Woke Operating System vs. Non-Woke

This is pretty funny, as after OpenSUSE went all woke and discriminatory, booting out people not far left enough, they can’t seem to get board candidates. It is actually sad as I started with OpenSUSE, the free and open Linux version which was the development platform for the commercial offering. At the time I was dual booting, but trying to exist solely in Linux. And I ran it for a couple years before I went to Slackware for a couple more years with my Windows partition deleted. By comparison, Lunduke has another video below where he interacted with OpenMandriva’s President, who is pretty far from woke.

OpenMandriva, the non-woke operating system, which looked pretty good when I installed the Rome rolling release version with KDE 6. For me it was a little flaky running in VMware Workstation with 3D graphics acceleration (I blame VMware which is flaky in this regard with many distros other than Debian), which is necessary for getting in the Linux rotation on my Win10 workstation.
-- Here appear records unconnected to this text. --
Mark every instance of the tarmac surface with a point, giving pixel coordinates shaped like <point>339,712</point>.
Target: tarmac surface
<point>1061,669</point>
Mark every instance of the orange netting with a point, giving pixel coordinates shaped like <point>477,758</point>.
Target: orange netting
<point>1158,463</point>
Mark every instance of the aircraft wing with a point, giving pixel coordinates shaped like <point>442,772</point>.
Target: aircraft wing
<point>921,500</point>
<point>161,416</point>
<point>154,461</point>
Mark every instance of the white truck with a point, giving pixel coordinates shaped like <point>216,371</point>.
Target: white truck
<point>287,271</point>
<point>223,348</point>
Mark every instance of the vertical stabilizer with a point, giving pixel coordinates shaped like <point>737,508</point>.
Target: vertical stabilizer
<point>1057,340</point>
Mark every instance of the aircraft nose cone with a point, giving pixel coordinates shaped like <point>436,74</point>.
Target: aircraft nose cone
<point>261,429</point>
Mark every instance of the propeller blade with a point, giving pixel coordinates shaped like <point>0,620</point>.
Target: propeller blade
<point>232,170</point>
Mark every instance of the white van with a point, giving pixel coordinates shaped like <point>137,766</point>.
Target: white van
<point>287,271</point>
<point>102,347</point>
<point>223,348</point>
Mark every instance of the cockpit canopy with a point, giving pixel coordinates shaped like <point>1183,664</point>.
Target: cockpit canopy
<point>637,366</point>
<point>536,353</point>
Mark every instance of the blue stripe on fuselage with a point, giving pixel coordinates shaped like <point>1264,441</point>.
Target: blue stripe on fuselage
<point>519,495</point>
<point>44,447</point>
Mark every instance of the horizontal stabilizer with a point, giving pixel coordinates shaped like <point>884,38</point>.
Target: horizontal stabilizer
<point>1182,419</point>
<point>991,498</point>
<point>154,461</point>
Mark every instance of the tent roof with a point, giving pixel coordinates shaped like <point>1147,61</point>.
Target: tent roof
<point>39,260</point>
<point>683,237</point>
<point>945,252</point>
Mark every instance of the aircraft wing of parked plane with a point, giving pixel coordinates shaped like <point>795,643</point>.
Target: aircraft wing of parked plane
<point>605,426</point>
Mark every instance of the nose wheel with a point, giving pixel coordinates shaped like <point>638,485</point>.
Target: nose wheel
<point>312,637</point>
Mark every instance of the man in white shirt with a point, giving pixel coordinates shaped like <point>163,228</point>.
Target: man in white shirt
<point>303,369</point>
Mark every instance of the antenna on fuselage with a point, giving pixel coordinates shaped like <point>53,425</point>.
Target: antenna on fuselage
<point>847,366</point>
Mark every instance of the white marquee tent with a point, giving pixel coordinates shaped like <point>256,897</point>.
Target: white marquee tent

I may revisit it when Windows is deleted off this machine and I run Linux natively. I did notice that after enabling their other repositories for propietary and non-free, I was missing some applications I use regularly, Mosh and Syncthing (probably torbrowser-launcher too). Their OS uses DNF for package management, or their graphical package interface. And I wouldn’t have support for Mullvad VPN without some compiling as well which looks challenging from the yay process in Arch that automates it for you. But all that is doable when the time comes, especially if Debian continues down the woke path and I’m looking for an alternative. Consequently, there is a lot of non-woke talent out there looking for a home in a free and open operating system, so the future should look pretty bright for some projects to differentiate themselves and scoop up this talent, and there might even be some new distributions that pop up.